È un equilibrio umano e cosmico che resterà immutato fino a quando l’armonia del Kalahari e dei suoi cacciatori verrà compromessa dall’insolenza occidentale e dalla pressione di aggressive popolazioni nere. La stessa sopravvivenza fisica dei boscimani, vessati da deliranti multe per la loro semplice attività di caccia, costretti a lavori insostenibili, detenuti per futili motivi, violentati e spesso così alienati da impazzire, sarà minata fin quasi all’estinzione.
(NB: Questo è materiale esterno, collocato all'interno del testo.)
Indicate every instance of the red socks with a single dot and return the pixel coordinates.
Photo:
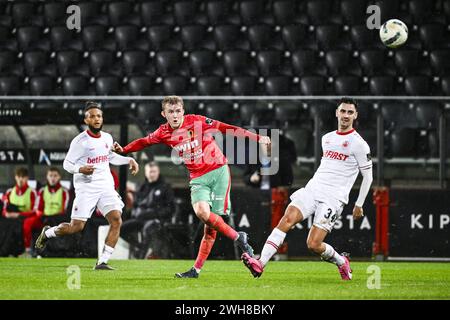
(216, 222)
(205, 247)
Di ritorno dalla spedizione nel deserto, il loro estimatore e amico bianco, che si era già fermamente opposto all’apartheid, intercede presso un alto rappresentante del governo affinché prenda provvedimenti utili ad arginare il processo di sterminio. Qualcosa le autorità faranno per rendere la fine di un popolo più lenta e meno dolorosa, ma un altro male, più profondo, resterà invece senza alcun rimedio: un vizio che mina alle fondamenta la nostra esausta modernità. Laurens van der Post spende parole memorabili illustrando le mancanze e la futilità di un uomo cosiddetto progredito che non riesce più a guardare la realtà “con gli occhi dello spirito oltre che con quelli del corpo”. “Il problema”, riflette sugli errori dei dominatori occidentali, “era che vedevamo gli africani solo con l’occhio esterno e non anche con l’occhio del cuore, e secondo me non è possibile conoscere realmente gli esseri umani se non li si guarda anche in quel modo, in altre parole se non li si conosce anche attraverso il senso di meraviglia che suscitano in noi.” Lo studioso di miti primordiali si allea con il lettore del Nuovo Testamento e non usa mezze misure di fronte alla miseria dell’uomo contemporaneo. “Siamo sempre mendicanti rispetto a quello che eravamo nati per diventare. È il rifiuto o l’incapacità di riconoscere questo che sbarra la strada e crocifigge l’uomo nuovo in noi. Ed è questo il significato del grido: Padre, perdona loro, perché non sanno quello che fanno. Siamo un popolo, anzi un’intera epoca, chiuso nell’oscura nube di quell’ignoranza.” La terza e conclusiva parte del Cuore del cacciatore, dopo i contatti intimi con la vita dei boscimani e della loro casa di sabbia e stelle, la cronaca dolente dell’epilogo e la constatazione della povertà spirituale cui si sono condannate le nostre società con la tracotanza delle loro menti, torna a riflettere sul mondo creaturale del deserto. 

Laurens van del Post

I panni dello studioso di simboli e segni si avvicendano a quelli del filosofo e del viaggiatore, e dai toni del reportage passa alla decifrazione della cosmogonia boscimana, le cui tracce sono ancora visibili nelle celebri pitture rupestri, dove a fare da protagonisti sono gli animali e le loro metamorfiche sembianze, a partire da quella creatura sacra che è incarnazione del primo spirito: Mantide, espressione dell’unico Senso, significato stesso della creazione, sogno che si è fatto carne. E da Mantide si scende e ci si espande, arricchendo un delta meraviglioso, un grandioso albero genealogico composto di nomi ma soprattutto avventure, lotte, trasformazioni vissute da elefanti, manguste, babbuini e molte altre concrete e visionarie manifestazioni della vita che permettono al boscimano di accedere al significato più radicale del conoscere e, specularmente, a quel “senso di essere conosciuto”. Un senso di parentela universale con qualsiasi cosa incontri, arcanamente reciproco e così forte che gli consente di rivolgersi agli astri “come fossero membri della sua famiglia”.